SÜNEN EBU DAVUD

Bablar    Konular    Numaralar  

SALAT BAHSİ

<< 928 >>

DEVAM: 165-166. Namazda Selam Almanın Hükmü

 

حَدَّثَنَا أَحْمَدُ بْنُ حَنْبَلٍ حَدَّثَنَا عَبْدُ الرَّحْمَنِ بْنُ مَهْدِيٍّ عَنْ سُفْيَانَ عَنْ أَبِي مَالِكٍ الْأَشْجَعِيِّ عَنْ أَبِي حَازِمٍ عَنْ أَبِي هُرَيْرَةَ عَنْ النَّبِيِّ صَلَّى اللَّهُ عَلَيْهِ وَسَلَّمَ قَالَ لَا غِرَارَ فِي صَلَاةٍ وَلَا تَسْلِيمٍ قَالَ أَحْمَدُ يَعْنِي فِيمَا أَرَى أَنْ لَا تُسَلِّمَ وَلَا يُسَلَّمَ عَلَيْكَ وَيُغَرِّرُ الرَّجُلُ بِصَلَاتِهِ فَيَنْصَرِفُ وَهُوَ فِيهَا شَاكٌّ

 

Ebû Hureyre (r.a.)'ın rivayetine göre; Nebi (s.a.v.) "Namazda noksanlık yapmak ve selam vermek (caiz) olmaz" buyurmuştur.

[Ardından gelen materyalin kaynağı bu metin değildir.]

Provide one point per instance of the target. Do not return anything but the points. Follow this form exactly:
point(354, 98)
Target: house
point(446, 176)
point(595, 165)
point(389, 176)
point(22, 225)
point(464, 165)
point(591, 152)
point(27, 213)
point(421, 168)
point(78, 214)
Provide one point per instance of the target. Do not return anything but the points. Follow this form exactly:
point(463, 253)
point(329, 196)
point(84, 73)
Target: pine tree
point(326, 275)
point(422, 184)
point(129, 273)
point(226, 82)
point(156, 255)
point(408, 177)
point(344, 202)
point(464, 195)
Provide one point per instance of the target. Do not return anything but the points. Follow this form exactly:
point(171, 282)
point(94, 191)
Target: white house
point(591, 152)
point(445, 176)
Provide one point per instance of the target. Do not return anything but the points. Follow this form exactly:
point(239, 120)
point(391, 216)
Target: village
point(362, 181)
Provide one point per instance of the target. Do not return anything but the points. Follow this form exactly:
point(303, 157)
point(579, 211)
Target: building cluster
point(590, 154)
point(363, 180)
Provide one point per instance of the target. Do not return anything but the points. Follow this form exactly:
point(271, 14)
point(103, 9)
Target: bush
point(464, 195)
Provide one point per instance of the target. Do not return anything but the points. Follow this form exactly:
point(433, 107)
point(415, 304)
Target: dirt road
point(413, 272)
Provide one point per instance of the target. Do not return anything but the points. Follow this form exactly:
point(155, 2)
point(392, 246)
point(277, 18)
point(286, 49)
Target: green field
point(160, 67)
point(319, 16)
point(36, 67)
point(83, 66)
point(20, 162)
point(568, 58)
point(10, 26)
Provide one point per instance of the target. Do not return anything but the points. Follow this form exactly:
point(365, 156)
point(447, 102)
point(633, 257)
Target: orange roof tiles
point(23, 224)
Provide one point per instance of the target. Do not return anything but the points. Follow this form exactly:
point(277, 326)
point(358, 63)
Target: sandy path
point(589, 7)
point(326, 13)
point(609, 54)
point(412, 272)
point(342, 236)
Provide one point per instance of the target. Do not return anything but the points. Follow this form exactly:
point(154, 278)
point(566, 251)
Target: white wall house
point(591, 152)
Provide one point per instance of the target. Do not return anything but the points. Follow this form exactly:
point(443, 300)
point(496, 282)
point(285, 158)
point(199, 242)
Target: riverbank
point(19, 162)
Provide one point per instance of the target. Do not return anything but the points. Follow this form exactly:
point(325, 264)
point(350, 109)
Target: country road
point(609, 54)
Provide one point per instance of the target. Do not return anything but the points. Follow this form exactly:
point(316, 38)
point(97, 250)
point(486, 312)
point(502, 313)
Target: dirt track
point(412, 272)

Ahmed (b. Hanbel) dedi ki: Bana göre (bu hadisin) mânâsı, "Namazda selâm verme sana da selâm verilmesin. Kişi namazını eksik kılar, sonra da namazından şüpheli olarak çıkar" demektir.

 

 

Diğer tahric: Ahmed b. Hanbel, II, 461.

 

AÇIKLAMA:    

 

Namazda noksanlık iki şekilde olabilir:

 

1. Rükû'u veya secdeyi eksik yapmakla olur.

 

2. Namazın üç rekât mı, yoksa dört rekât mı kılındığından şüpheye düşül­düğü halde üç rekât kıldığını kabul edecek yerde dört rekât kıldığını kabul etmek ve bunun kaçınılmaz bir neticesi olarak da namazı şüpheli olarak bi­tirmekle olur. Oysa bu gibi durumlarda rek'at sayısının daha azının kılındı­ğı kabul edilmelidir. İşte o zaman şüpheden kurtulmak mümkündür.

 

Ahmed b. Hanbel (r.a.)'e göre, "namazda noksanlık yapmak (caiz) olamaz" sözünden kast edilen ikinci maddede zikrettiğimiz noksanlık şekli­dir ki, namazı şüpheli kalacak şekilde kılmak caiz değildir. Esasen böyle kı­lınan namaz fasittir.

 

"Teslim=selam vermek" kelimesini mecrûr ve mensûb olarak iki şe­kilde de okumak mümkündür. Bu durumda okunuş şekillerine göre iki tür­lü mânâ ortaya çıkar:

 

1. Kesre olarak okunacak olursa, o zaman, "salat = namaz" kelimesi üzerine atf edilmiş olduğu kabul edilir ki şu mânâya gelir: "selâmda nok­sanlık yapmak caiz değildir." Yani ne selâm veren sadece selâm kelimesiyle yetinerek "aleyküm" lafzını ihmal edebilir, ne de selam alacak olan kimse sadece "ve aleyküm" demek suretiyle gerisini söylemekten kurtulabilir. Bi­naenaleyh selâm vermek isteyen "es-selâmü aleyküm" kelimelerini noksan­sız olarak söylemelidir. Selâm almak isteyen de "ve aleykümu's-selâm" kelimelirini eksiksiz olarak söylemelidir. Baştan veya sondan kelimenin bi­rini söylememek caiz değildir, selâmı selâm olmaktan çıkarır.

 

2. Fetha olarak okunacak olursa, o zaman da "Gırar = noksanlık" ke­limesinin üzerine atf edilmiş olduğu kabul edilir ki, şu mânâya gelir: "Na­mazda selâm vermek (veya almak caiz) olmaz." İşte Ahmed b. Hanbel'in hadisten anladığı da budur. Esasen babın başlığına uygun düştüğü için biz de tercümemizde bu mânâyı tercih ettik.

 

Namazda selâm almanın veya namazda selâm vermenin hükmü ve bu mevzudaki ilim adamlarının görüşleri 923 ve 925 numaralı hadis-i şeriflerin açıklamalarında geçmiş bulunmaktadır.